イチローのインタビュー番組を久しぶりに観た。
内容は主に今年(2010年)のシーズンをどんな心境で対応し過ごしてきたかについてでした。
昨年、終盤の追い上げにより、今シーズンこそはと球団も必要と思われる補強を行い、選手もキャンプ当初から、今年はやれるぞというムードが最高に盛り上がって迎えたシーズンだったが、シーズン当初から、ムードとは裏腹に、特に打撃陣の得点力が弱く、イチローいわく「ずっこけてしまった。」のだ。
5月に入っても、チームの勝ち星は上がらず、序盤戦の不振の責任を一人で背負うように『試合中に昼寝』と陰湿に報道されたK・グリフィーが突然、引退して生まれ故郷に帰ってしまった。
グリフィーを慕い、また特別な友情を抱いていたイチローは、かなりショックを受けた。
7月には、チームの不振続きと、グリフィーの引退のダブルショックを受けながらも踏ん張っていたイチローの打撃に狂いが生じてきて、「一瞬だが200安打から開放されたいと思った」ほど、苦しんだと告白。
この7月の大負けの責任を取る形でドン若松監督他も解任され去っていった。
しかし、8月に入ると苦しんだ末に改良した打撃フォーム(背筋を伸ばす)により、黄信号になっていた安打ペースも200安打ペースに戻す。
「この時期は、このフォーム改良に到達するまで本当に苦しかった。」
「今まで200安打を打ち続けてきたが、楽に200安打に到達した年はなかった。毎年、苦しみを乗り越えた結果として200安打がそこにある。」
また、この時期から、2年前のトラウマから、選手としてチームを牽引するリーダー的立場なること躊躇していたイチローが、フィギンズ協力や若手のソーンダースとの親交を通じて自然にチームリーダーとして押し上げられてきた。
そして今年の200安打達成の時、チームの選手皆がその偉業を祝福し、讃えてくれた情景は、2年前のトラウマを払拭してくれ、自分にとっては、非常に嬉しく、感慨深いできごとだった。

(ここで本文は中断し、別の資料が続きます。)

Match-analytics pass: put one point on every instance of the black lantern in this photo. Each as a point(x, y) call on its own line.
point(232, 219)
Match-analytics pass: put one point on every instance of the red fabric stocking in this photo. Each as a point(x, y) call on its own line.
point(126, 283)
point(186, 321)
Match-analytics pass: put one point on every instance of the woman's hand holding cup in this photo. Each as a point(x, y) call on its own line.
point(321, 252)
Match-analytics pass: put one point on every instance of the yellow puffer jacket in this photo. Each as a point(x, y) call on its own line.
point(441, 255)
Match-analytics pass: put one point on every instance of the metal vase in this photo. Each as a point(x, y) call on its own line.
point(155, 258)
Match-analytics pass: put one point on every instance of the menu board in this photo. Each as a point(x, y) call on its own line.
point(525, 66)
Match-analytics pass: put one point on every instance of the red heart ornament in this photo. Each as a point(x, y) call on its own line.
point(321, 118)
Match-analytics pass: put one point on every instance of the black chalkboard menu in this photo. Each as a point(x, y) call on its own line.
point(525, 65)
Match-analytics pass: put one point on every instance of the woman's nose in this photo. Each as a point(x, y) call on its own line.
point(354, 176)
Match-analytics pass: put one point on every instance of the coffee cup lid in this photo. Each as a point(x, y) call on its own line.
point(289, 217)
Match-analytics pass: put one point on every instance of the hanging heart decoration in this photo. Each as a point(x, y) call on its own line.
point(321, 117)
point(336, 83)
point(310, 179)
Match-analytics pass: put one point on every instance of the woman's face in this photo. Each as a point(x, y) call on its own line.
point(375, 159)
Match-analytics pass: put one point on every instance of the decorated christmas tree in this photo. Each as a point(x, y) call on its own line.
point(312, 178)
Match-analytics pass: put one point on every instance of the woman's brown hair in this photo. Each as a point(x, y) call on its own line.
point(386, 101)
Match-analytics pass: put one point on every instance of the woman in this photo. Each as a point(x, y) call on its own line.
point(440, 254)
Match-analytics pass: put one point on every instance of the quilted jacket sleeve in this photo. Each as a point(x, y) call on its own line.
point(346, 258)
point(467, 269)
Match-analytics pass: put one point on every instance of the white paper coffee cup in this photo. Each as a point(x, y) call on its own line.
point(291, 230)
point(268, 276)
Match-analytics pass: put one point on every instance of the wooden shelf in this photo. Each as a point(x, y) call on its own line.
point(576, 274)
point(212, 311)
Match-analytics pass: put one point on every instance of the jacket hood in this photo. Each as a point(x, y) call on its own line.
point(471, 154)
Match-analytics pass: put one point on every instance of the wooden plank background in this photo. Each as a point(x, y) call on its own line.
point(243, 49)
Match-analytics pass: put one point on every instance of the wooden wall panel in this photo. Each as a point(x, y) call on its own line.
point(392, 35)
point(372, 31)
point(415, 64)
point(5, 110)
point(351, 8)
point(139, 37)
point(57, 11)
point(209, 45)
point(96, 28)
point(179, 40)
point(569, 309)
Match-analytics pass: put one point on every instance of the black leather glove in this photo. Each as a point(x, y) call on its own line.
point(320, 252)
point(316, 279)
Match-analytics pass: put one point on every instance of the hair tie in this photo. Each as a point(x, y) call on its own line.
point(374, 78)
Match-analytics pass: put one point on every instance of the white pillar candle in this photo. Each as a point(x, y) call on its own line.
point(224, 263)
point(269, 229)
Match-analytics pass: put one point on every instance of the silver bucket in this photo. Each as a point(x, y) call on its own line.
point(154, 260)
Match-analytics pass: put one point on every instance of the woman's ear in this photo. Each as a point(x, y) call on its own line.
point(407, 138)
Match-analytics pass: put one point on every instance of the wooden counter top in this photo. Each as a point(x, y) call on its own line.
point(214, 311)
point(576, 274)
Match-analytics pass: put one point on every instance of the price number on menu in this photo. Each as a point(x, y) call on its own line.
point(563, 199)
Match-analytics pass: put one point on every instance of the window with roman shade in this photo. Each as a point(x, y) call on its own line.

そのとき、このチームこのメンバーで勝利の喜びを分かち合い優勝の可能性を追求していきたい。
そして、今期の開幕戦で強い時代のスーパースター(ランディ ジョンソン、エドガー マルチネス、Kグリフィー他)のようにプレーオフを戦えるチームへと牽引していきたいと強く思ったと言う。
自分の目標は、自分の能力と質の高い努力によって悉く達成してきたイチローだが、来年は、チームリーダーとしてチームの勝利を牽引しているイチローの姿が頻繁に見られるかもしれない。
待てよ、イチローのリーダーとしての資質は、2連覇を成し遂げたWBCの日本代表チームで見ており、素晴らしい力を持っていることは、立証済みだ。
タイムリーと言えると思うが、図らずもついこの前、イチローは全米のファン投票でMLBでもっとも頼りになる選手に選ばれた。
この全米で一番信頼されている選手が、リーダー(キャプテン)として本気で引っ張って行けば、マリナーズは実力以上の戦いはできるはずだ。
ただし、その前に戦力補強によって勝てる実力(土台)を球団自体が作っておくことが、条件となるが。
ともあれ、来年のイチローのステップアップした活躍が今から楽しみである。